Tombstone Preserves an 1880s Silver Mining Town
Posted on April 2, 2018
Tombstone, Arizona, was a simple silver-mining town among many in the 1880s. It looms large because of legendary lawmen the Earp brothers and their hard-drinking, hard-gambling buddy Doc Holiday. The men and the town went down in history because of a 30-second shootout portrayed in movies as the Gunfight at the OK Corral. (FYI – The fight actually took place further down the road, not at the OK Corral.)
The story goes like this …. In 1881 Virgil Earp was marshal of the town and had recently deputized his brothers Morgan and Wyatt. At that time lawmen were the only folks authorized to carry weapons in town. Rumor had it that alleged cattlerustlers, the Clanton and McLaury brothers, were armed and looking for a fight, particularly with the Earps.
The two groups confronted each other in the main street. About 30 shots were fired in 30 seconds.. During the exchange the McLaury brothers — Tom and Frank — and Billy Clanton died.
Remembering the film and my crush on Doc Holiday/Val Kilmer, I jumped at the chance to visit the real town during a recent trip to Tucson. Tombstone is 70 miles southeast of Arizona’s second-largest city and an enjoyable motorcycle ride through the desert sunshine. At 4,500 feet elevation, it’s a little cooler there than the city where the elevation is 2,300 feet.
Visiting Tombstone is better if you’ve watched/rewatched movies about it and/or done a little studying before the visit. Then you’ll have context for the two blocks of dirt streets lined with wood-plank sidewalks and reproduction/original buildings.
During the 1880s silver rush, the city was home to more than 13,000 people. Today, the population is about 10 percent of that number. Many of them staff the historic district.
Keep in mind, this isn’t an attraction. This is a real town with working business district including restaurants, shops and museums. The two blocks of history are all themed, of course, and some are original architecture. They sell cowboys boots, hats and western wear as well as turquoise and silver jewelry. Ice cream and fudge shops are available post dining.
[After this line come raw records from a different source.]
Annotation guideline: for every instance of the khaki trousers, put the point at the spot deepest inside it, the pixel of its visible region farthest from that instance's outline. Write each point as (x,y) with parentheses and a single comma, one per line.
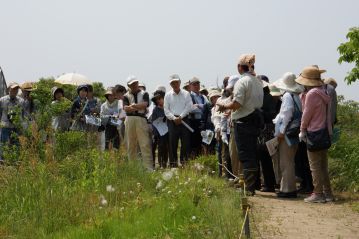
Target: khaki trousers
(137,135)
(287,166)
(237,167)
(318,162)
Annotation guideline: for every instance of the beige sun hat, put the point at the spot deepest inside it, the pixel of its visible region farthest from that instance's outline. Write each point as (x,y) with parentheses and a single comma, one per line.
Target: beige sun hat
(174,77)
(331,81)
(274,91)
(109,91)
(310,76)
(247,59)
(131,79)
(287,83)
(13,85)
(214,93)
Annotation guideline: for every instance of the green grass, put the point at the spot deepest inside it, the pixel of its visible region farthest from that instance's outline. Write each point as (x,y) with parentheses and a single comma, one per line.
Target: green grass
(62,199)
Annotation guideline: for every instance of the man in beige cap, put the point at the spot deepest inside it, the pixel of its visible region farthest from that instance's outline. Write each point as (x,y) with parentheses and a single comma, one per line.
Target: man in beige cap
(177,105)
(11,108)
(135,104)
(198,116)
(247,100)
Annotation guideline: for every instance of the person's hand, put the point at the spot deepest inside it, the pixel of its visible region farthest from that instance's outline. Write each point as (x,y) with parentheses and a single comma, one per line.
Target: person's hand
(303,136)
(221,108)
(280,137)
(178,121)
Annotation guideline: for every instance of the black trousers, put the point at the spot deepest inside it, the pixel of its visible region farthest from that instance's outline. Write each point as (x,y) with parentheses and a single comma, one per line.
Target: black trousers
(266,164)
(302,168)
(176,133)
(112,136)
(161,142)
(246,134)
(196,143)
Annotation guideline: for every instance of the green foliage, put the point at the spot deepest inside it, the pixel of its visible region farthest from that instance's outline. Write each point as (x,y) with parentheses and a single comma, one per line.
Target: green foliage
(344,162)
(349,52)
(64,199)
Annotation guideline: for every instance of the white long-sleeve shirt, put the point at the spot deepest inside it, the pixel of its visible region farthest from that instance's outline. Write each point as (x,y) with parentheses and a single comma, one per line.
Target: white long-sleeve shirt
(177,104)
(286,112)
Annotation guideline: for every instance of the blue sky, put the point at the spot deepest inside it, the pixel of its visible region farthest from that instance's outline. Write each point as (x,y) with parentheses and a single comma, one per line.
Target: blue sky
(108,40)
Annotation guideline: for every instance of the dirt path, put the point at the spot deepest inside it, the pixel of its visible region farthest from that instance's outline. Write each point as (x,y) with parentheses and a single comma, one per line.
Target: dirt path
(292,218)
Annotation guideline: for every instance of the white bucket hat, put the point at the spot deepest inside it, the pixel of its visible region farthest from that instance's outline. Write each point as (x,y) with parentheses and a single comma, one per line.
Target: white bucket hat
(131,79)
(287,83)
(232,81)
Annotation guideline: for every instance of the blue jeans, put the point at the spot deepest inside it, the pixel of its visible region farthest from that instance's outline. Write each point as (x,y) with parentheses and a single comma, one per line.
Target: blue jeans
(8,136)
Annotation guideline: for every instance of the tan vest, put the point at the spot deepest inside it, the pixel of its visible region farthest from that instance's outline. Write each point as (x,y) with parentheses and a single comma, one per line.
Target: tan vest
(131,99)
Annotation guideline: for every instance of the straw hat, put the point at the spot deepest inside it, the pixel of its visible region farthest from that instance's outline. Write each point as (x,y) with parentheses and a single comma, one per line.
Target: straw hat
(247,60)
(131,79)
(331,81)
(214,93)
(13,85)
(194,80)
(310,76)
(174,78)
(287,83)
(274,91)
(232,81)
(109,91)
(27,86)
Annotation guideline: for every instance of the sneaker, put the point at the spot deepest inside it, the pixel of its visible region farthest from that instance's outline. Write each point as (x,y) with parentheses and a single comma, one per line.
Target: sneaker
(329,198)
(315,198)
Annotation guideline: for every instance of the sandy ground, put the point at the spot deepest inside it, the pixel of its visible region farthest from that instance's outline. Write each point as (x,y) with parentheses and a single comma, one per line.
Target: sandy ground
(292,218)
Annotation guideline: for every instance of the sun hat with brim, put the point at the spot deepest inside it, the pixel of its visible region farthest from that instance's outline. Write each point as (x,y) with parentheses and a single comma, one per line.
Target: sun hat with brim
(27,86)
(194,80)
(331,81)
(80,87)
(310,76)
(13,85)
(232,81)
(157,94)
(109,91)
(131,79)
(214,93)
(274,91)
(287,83)
(174,78)
(56,89)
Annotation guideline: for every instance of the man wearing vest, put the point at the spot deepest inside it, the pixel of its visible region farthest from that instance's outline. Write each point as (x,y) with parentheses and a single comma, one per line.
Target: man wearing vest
(177,105)
(198,116)
(135,104)
(247,100)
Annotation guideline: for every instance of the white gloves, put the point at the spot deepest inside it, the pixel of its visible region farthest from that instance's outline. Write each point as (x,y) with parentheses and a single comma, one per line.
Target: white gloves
(303,136)
(224,138)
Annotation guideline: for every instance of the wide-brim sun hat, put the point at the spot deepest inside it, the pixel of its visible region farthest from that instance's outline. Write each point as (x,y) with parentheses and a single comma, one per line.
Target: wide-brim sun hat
(287,83)
(214,93)
(131,79)
(274,91)
(331,81)
(310,76)
(174,78)
(232,81)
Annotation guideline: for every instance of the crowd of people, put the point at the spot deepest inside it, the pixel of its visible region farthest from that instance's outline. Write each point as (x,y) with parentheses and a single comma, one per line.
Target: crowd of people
(295,113)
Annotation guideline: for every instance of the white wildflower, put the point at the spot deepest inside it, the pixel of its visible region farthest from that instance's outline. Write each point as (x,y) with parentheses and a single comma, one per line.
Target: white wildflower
(159,185)
(167,175)
(103,201)
(110,189)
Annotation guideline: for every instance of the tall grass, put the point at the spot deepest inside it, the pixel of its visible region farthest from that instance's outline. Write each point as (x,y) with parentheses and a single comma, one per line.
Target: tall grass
(72,190)
(344,155)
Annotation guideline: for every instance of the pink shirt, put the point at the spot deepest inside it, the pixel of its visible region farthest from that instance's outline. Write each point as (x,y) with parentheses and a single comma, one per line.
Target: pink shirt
(316,109)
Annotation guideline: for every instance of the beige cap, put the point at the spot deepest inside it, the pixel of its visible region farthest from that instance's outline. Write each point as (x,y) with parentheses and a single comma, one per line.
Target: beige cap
(247,60)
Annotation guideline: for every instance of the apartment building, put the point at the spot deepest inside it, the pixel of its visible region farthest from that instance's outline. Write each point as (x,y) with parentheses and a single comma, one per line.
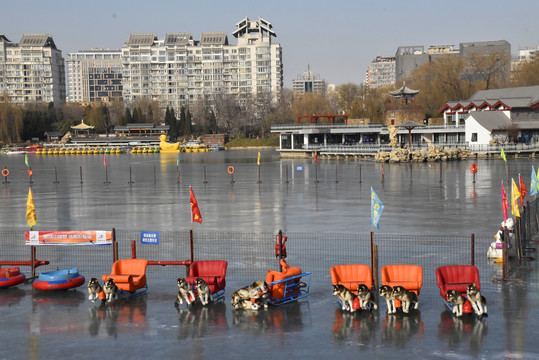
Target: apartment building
(94,75)
(308,82)
(178,69)
(32,70)
(381,72)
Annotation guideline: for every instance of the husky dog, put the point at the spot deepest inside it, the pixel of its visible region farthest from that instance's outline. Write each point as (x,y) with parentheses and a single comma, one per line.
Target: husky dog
(478,301)
(94,288)
(365,297)
(203,291)
(184,292)
(386,292)
(408,298)
(257,290)
(454,297)
(345,296)
(111,290)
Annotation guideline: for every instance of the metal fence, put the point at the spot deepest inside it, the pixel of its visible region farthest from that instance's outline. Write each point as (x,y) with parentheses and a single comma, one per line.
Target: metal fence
(250,255)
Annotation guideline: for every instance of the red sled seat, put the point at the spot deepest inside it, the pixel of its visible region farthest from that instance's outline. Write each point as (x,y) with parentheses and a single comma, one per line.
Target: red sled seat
(351,275)
(456,277)
(128,274)
(213,272)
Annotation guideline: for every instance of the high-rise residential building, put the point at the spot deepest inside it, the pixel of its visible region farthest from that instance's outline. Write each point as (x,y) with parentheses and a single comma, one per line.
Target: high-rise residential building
(177,70)
(308,82)
(381,72)
(407,58)
(32,70)
(94,75)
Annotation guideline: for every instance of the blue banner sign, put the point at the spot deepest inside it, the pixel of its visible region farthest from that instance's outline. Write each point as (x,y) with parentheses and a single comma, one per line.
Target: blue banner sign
(149,237)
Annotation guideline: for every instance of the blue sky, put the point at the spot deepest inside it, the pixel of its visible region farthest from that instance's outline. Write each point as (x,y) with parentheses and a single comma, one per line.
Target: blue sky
(337,39)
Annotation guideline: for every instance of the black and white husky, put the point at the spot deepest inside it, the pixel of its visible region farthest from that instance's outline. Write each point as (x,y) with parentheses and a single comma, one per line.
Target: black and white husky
(111,290)
(184,292)
(387,293)
(345,296)
(408,298)
(94,288)
(457,300)
(478,301)
(365,296)
(203,291)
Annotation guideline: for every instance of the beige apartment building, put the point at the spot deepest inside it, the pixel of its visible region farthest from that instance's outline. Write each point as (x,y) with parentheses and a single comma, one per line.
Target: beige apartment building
(32,70)
(179,69)
(94,75)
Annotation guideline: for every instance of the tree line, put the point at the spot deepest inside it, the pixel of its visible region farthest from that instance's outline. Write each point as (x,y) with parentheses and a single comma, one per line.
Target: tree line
(445,79)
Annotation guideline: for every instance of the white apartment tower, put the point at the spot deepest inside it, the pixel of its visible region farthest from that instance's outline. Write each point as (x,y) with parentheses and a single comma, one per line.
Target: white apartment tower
(94,75)
(177,70)
(308,82)
(381,72)
(32,70)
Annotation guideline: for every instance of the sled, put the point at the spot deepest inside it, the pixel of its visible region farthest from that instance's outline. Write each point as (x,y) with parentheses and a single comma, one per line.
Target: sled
(457,277)
(287,286)
(130,277)
(409,277)
(350,276)
(213,272)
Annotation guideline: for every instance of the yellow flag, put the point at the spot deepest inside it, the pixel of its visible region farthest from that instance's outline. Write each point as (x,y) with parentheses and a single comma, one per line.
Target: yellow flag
(515,194)
(30,210)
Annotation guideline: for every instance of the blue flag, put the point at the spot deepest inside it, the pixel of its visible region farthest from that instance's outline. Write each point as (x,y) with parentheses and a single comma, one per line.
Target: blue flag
(376,209)
(534,184)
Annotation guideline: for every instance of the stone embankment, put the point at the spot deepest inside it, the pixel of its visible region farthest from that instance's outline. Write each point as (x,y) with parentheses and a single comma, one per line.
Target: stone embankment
(433,153)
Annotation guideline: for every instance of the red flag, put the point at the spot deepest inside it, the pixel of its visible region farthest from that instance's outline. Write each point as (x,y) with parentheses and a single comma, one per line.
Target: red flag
(522,189)
(195,211)
(505,204)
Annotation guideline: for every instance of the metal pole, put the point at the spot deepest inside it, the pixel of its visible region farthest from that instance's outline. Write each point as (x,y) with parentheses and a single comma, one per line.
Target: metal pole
(472,250)
(191,243)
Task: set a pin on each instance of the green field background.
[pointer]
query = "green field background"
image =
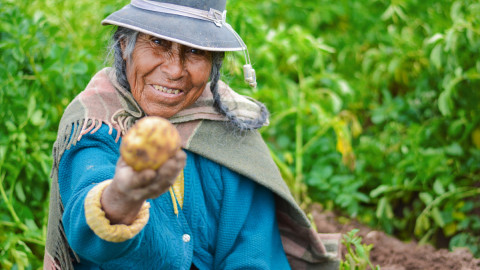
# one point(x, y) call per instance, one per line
point(374, 108)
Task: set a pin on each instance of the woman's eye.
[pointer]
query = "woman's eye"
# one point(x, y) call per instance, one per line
point(158, 41)
point(197, 51)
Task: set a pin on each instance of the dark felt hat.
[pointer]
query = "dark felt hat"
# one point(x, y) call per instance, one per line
point(195, 23)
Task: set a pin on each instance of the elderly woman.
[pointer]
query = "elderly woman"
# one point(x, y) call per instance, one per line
point(219, 203)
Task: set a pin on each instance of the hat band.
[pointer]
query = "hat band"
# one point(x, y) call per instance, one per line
point(212, 15)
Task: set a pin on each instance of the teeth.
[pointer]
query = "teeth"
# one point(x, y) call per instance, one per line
point(166, 90)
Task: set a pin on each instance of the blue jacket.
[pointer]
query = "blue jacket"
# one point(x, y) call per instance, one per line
point(227, 221)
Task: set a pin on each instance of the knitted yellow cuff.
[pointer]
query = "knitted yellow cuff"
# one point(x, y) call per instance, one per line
point(101, 225)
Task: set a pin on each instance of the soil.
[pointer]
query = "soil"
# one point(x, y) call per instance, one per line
point(392, 254)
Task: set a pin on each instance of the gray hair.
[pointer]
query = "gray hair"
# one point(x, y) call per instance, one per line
point(129, 37)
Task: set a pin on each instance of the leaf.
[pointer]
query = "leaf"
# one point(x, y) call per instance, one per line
point(437, 217)
point(36, 118)
point(445, 103)
point(454, 149)
point(426, 198)
point(438, 187)
point(19, 192)
point(436, 56)
point(79, 68)
point(476, 137)
point(435, 38)
point(379, 190)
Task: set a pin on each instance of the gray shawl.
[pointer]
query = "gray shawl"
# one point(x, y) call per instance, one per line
point(205, 132)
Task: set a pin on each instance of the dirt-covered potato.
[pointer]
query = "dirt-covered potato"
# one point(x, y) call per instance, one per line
point(149, 143)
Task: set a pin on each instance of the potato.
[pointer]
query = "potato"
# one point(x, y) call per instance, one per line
point(149, 143)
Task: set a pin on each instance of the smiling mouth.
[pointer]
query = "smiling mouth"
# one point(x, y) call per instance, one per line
point(167, 90)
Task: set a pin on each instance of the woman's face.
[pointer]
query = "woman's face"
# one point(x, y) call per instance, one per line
point(165, 77)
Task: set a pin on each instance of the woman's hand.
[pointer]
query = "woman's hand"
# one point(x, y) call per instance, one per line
point(123, 198)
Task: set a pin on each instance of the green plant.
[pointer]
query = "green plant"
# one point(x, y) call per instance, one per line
point(358, 254)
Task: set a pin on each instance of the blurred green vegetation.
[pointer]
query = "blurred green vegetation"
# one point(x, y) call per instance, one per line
point(375, 108)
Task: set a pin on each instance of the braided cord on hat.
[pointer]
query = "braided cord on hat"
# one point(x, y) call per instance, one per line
point(212, 15)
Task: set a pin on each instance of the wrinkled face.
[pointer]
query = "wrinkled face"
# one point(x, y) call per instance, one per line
point(166, 77)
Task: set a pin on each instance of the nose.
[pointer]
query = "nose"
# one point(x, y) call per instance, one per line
point(174, 64)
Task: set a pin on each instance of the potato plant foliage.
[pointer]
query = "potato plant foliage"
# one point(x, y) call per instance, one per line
point(375, 108)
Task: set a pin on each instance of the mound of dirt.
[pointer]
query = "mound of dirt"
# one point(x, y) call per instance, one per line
point(392, 254)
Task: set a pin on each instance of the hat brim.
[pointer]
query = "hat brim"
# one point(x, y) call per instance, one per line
point(195, 33)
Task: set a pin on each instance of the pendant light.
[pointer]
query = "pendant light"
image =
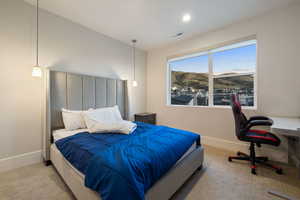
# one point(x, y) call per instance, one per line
point(37, 70)
point(134, 82)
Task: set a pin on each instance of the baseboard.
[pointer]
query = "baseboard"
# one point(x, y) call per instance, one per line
point(274, 154)
point(20, 160)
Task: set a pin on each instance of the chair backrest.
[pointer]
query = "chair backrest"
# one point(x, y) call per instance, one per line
point(239, 117)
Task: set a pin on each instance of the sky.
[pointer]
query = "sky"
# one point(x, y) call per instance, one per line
point(241, 59)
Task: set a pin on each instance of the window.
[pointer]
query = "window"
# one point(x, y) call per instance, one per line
point(209, 78)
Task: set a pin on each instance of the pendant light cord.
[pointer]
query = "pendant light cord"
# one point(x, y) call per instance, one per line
point(37, 32)
point(134, 61)
point(133, 44)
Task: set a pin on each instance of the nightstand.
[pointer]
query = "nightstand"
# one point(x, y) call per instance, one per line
point(149, 118)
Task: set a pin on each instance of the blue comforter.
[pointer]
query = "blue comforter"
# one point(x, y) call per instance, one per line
point(122, 166)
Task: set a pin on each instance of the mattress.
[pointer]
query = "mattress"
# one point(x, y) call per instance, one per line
point(62, 133)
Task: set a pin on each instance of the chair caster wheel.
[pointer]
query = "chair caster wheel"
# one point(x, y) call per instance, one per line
point(279, 171)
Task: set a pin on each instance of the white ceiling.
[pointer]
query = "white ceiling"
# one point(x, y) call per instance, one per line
point(153, 22)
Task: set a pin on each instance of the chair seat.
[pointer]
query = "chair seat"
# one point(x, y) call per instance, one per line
point(262, 137)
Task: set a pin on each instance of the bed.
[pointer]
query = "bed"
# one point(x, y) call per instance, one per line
point(80, 92)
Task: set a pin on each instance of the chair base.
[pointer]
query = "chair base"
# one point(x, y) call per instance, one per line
point(254, 160)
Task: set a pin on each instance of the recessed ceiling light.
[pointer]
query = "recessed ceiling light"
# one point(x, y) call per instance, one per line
point(186, 18)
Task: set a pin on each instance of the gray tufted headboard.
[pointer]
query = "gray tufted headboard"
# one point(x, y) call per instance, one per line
point(79, 92)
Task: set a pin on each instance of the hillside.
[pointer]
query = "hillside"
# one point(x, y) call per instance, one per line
point(200, 81)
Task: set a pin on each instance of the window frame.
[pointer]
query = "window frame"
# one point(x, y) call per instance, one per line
point(209, 51)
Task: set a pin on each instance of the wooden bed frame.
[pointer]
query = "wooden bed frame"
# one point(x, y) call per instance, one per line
point(80, 92)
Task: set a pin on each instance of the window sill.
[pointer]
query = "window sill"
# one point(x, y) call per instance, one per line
point(212, 107)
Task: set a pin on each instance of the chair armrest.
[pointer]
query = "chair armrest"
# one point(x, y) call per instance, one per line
point(259, 118)
point(259, 123)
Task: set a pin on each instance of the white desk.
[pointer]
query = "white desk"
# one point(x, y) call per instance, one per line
point(286, 126)
point(289, 127)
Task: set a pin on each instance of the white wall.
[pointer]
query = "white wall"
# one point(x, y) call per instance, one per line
point(278, 35)
point(63, 46)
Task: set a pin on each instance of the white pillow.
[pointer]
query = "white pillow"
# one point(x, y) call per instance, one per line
point(108, 114)
point(103, 120)
point(73, 120)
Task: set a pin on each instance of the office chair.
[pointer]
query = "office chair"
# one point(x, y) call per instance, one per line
point(245, 133)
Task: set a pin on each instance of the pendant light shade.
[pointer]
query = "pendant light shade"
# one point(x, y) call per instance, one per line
point(134, 82)
point(37, 70)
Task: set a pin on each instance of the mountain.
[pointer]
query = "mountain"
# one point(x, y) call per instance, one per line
point(200, 80)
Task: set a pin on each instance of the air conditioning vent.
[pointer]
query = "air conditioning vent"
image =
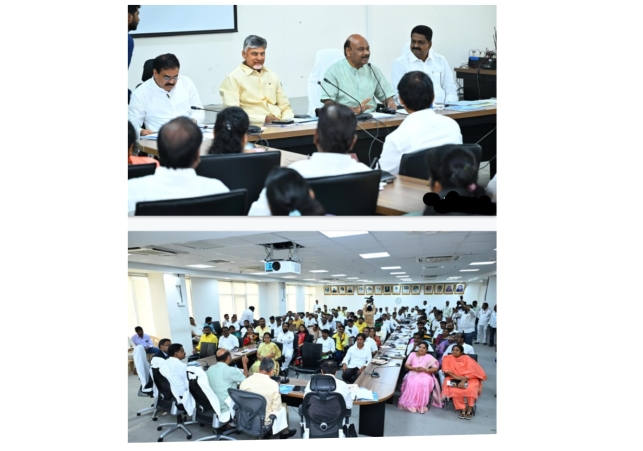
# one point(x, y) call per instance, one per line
point(155, 251)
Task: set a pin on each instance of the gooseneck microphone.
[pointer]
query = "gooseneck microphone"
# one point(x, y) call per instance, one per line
point(386, 109)
point(361, 116)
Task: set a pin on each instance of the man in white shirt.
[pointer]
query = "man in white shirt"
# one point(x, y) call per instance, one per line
point(248, 314)
point(227, 340)
point(356, 359)
point(484, 316)
point(178, 145)
point(329, 368)
point(334, 138)
point(423, 128)
point(328, 344)
point(163, 97)
point(423, 58)
point(286, 338)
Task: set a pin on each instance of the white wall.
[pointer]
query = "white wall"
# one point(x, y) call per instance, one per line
point(295, 33)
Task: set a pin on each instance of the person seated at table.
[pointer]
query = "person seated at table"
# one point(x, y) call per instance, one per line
point(261, 383)
point(230, 131)
point(462, 368)
point(453, 170)
point(254, 87)
point(131, 141)
point(223, 376)
point(178, 145)
point(207, 337)
point(164, 97)
point(419, 382)
point(356, 359)
point(334, 138)
point(423, 128)
point(267, 350)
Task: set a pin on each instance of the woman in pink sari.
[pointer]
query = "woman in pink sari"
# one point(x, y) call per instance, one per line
point(419, 382)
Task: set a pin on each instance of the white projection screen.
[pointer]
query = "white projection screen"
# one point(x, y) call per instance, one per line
point(159, 20)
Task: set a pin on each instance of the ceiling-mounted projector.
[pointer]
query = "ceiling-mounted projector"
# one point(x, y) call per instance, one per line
point(282, 267)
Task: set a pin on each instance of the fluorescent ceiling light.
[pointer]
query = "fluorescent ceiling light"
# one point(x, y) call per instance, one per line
point(339, 234)
point(375, 255)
The town is enhanced by actors inside and outside of the businesses. For example, four men in long coats and cowboy hats stand at the end of dusty Allen Street posing as the Earps and Holiday. Visitors are invited to join them for personal photos.
Horses clip-clop through the street pulling a replica stagecoach. Visitors are again welcome to join the driver for an authentic experience.
We lunched at Big Nose Kate’s, named after a real person and set in the lobby of the former Grand Hotel. Much of the interior and half of the bar have been adapted from the original. The waitresses dress up in brightly colored bustiers, skirts and fishnet stockings to recall the fashion of the time. A hostess there invited us to dress up in period clothing – no cost, except tips – for picture taking.
Big Nose Kate – historic proprietor of the hotel/brothel — was a real person, Mary Katherine Horony. She worked as a prostitute at the brothel and was Doc Holliday’s companion and wife.
If you haven’t dug into history before arriving, never fear, the museums will bring you up to speed. Two of the most interesting are
The Bird Cage Theatre … one of the town’s original buildings. The allegedly haunted theater, saloon and gambling hall is filled with artifacts and, some say, ghosts of cowboys and prostitutes. Fourteen box seats gave patrons privacy while viewing various presentations.
OK Corral museum… the restored complex shares information about daily life. A tour includes a reenactment of the famous gun fight named for the place.
Depending on the depth of interest and visiting time, a number of other small museums are open for small fees.